You have the CCMS that goes PING?

JimSpath · ‎11-07-2009

CCMSPING

This tale starts with, perhaps, a foolish inconsistency. For a while, I noticed that Solution Manager Early Watch Alert reports were showing invalid system availability metrics. Not off by a little, but off by a lot, showing 49% or 50% uptime on systems that were absolutely present for end users for the entire week, barring known short backup periods. [UPDATE 18-Jan-2010: for the finale, see link at bottom]

After head scratching with the Basis team, I opened a ticket with SAP. No answer for a couple days, and then the surprise answer, "are you running CCMSPING?" A surprise, because neither the Early Watch report, nor any documentation I recalled seeing said that was the only valid method to gauge uptime. Why didn't the Early Watch report show the data source, and the quality of the analysis, and the alternatives? I'm not sure, but I will ask. Once I see whether the alternative works correctly. Which is where we are today.

Early Watch Alert

What does the alert look like?

Each week, a chart is produced, something like this:

That graphic was copied and pasted intact from a recent EWA report. If I had to guess why there is a spike in ABAP errors in July, I would be thinking, support packs went in. The metric we're interested in, because our customers feel it, is availability, shown as blue diamonds.

Let's take a closer look, shall we? This graphic is the lower left hand corner of the EWA image, zoomed a few hundred percent, with red lines and "100%" added for emphasis.

Rather challenging to be alerted that your system is not 100% available each week? How many 9s? As the Aussies say, "Yowie!"

Links:

SAP Help link

- Monitoring

My prior blogs mentioning ccmsping:

Master Strategy

Meanwhile, we were informed by one of our SAP contacts that the Solution Manager overview guide, ponderously titled "Master Guide - SAP Enhancement Package 1 for SAP Solution Manager 7.0" had been updated to include an analysis of how many Solution Manager systems are required for best practices.
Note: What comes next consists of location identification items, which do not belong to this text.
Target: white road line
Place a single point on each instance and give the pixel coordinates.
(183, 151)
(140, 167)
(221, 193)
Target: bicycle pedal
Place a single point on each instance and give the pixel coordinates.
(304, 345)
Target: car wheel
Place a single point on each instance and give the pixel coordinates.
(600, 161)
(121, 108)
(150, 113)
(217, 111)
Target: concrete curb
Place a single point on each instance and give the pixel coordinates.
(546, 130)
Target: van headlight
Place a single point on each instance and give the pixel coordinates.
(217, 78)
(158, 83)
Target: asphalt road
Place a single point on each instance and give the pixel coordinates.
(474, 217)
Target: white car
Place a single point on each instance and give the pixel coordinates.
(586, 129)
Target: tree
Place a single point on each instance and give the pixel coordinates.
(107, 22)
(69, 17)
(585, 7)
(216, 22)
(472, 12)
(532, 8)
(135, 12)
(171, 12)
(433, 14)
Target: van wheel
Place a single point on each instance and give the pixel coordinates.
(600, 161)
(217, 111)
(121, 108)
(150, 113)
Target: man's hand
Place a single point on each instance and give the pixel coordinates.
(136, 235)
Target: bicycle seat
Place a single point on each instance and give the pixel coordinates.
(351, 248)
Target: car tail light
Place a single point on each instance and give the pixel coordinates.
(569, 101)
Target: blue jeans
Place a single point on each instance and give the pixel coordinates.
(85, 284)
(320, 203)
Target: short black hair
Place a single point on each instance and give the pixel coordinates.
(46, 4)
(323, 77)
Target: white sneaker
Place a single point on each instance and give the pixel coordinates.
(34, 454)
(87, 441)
The guide (10 MB PDF) is available below http://service.sap.com/instguides or, if the internet daemons are kind and have not moved the URL around:

https://service.sap.com/~sapidb/011000358700000291922009E.PDF

I re-factored the 2 tier system drawing, as it was fuzzy, and there were components on it we didn't use, as a Visio drawing. In order to try to fit that 8.5x11 inch view onto a 500x700 pixel image for SCN, I exported it as a Scalable Vector Graphic, brought that into OpenOffice(.org), then rescaled it and saved it as a Portable Network Graphic file. The text didn't scale with the boxes, so you can generally read the font here. I can probably post the SVG file somewhere if anyone wants it.

VSD, SVG, ODG, PNG

One to Many, Many to Many?

After I reread the manuals for CCMS Monitoring, found the latest online manuals (I think - Monitoring Setup Guide / for SAP NetWeaver 7.0 / 2004s SPS 12 ) I wasn't sure how many CCMSPING agents to deploy, and where. Our classroom exercise had us set up 2 agents, monitoring 2 systems, reporting to 2 central systems. I think one agent (or process) can monitor multiple agents, but we chose to set our our CCMSPING initial trial with one agent (or one process) connected to one remote system.
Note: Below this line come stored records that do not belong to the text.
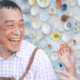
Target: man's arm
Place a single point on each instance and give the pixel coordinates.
(67, 56)
(44, 70)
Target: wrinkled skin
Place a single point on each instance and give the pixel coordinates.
(67, 56)
(67, 76)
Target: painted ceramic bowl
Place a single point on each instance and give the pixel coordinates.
(34, 10)
(66, 37)
(76, 30)
(56, 36)
(74, 42)
(43, 43)
(58, 3)
(68, 26)
(36, 24)
(64, 18)
(31, 2)
(78, 70)
(77, 54)
(63, 7)
(52, 11)
(43, 3)
(44, 16)
(54, 56)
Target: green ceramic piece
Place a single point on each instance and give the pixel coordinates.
(76, 30)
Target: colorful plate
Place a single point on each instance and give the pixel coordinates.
(36, 24)
(44, 16)
(56, 36)
(31, 2)
(34, 10)
(43, 43)
(43, 3)
(54, 56)
(46, 28)
(66, 37)
(68, 26)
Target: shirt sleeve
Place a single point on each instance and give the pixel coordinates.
(44, 70)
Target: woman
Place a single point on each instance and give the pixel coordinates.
(67, 56)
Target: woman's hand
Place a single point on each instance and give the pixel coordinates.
(67, 76)
(67, 56)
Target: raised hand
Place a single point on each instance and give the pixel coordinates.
(67, 56)
(67, 76)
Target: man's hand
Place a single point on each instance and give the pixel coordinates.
(67, 76)
(67, 56)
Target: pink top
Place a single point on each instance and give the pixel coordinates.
(16, 64)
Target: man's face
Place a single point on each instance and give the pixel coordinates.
(10, 23)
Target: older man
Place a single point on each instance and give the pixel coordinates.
(16, 54)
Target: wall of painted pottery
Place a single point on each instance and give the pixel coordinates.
(50, 22)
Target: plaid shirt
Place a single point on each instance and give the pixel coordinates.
(15, 65)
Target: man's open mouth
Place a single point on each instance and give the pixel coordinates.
(14, 41)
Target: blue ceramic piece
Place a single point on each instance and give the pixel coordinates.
(63, 7)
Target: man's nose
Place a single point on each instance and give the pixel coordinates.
(16, 31)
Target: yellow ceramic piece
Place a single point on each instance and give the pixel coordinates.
(56, 36)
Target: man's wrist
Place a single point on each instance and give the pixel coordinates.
(72, 71)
On the right side of the drawing above is our Solution Manager development environment. We started 4 agents, each with a different serial number, to connect to our 4 sandboxes. If this works, we'll set up the remainder of the agents on production, connected to everything but the sandboxes.

Agent pre-work

It might be a little confusing, but port values need to go into /etc/services (or Windows equivalent) before the availability checking can reach the destination. They look something like this:

sapmsDNA 3642/tcp

Agent registration

The manuals say to start up the agent via a command line process. We used Windows in class, UNIX in the real world. A sample:

$ ccmsping -R -push -n13

No spaces between the "n" and the "13". Yes it said it in the book, but it's so normal to type "-n 13" for parameter lines! If you include the space, you get the not-very-friendly "usage" report.

What happens after this is you supply a bunch of answers to prompts. The main key is that you're connecting the agent to Solution Manager, not to the target machine, and secondarily, use client 000. Probably. We were tempted to include the application server to be monitored, but that is done inside the GUI.

Our systems have the gateway and message processors on the same host, so those answers are identical. And, make sure you know the account password for the central registry. We used CSMREG (the account, not the password, of course).

If nothing goes wrong, you'll get:

Start agent? n/[y] :

Again, the book goes on to tell you how to unregister the agent, when it should go into more detail on how to stop it and start it, since those will be done much more often when things go wrong. So, start back up with:

ccmsping -DCCMS -push -n13

And end nicely with:

$ ccmsping -stop -push -n13

INFO: CCMS agent ccmsping working directory is /usr/sap/tmp/ccmsping_13/ccmsping

INFO: CCMS agent ccmsping config file is /usr/sap/tmp/ccmsping_13/ccmsping/csmconf
INFO: Stopping Agent Process 1495094...
INFO: Process 1495094 was stopped. Return value: 0
INFO: Background process was stopped.
INFO: Agent was stopped.

EXITING with code 0

Isn't the verbosity wonderful? We're probably going to set these commands up in our Enterprise Scheduler as well as build in a process check for easier continuity.

Configuring

What follows are a bunch of screen shots showing our progress in getting the agents known to Solution Manager, and where we are now.

The first 2 shots are the basic start monitoring and overview options. We followed the instructions. I've had to shrink the images to crop on the SCN blog limit, but they should get you started.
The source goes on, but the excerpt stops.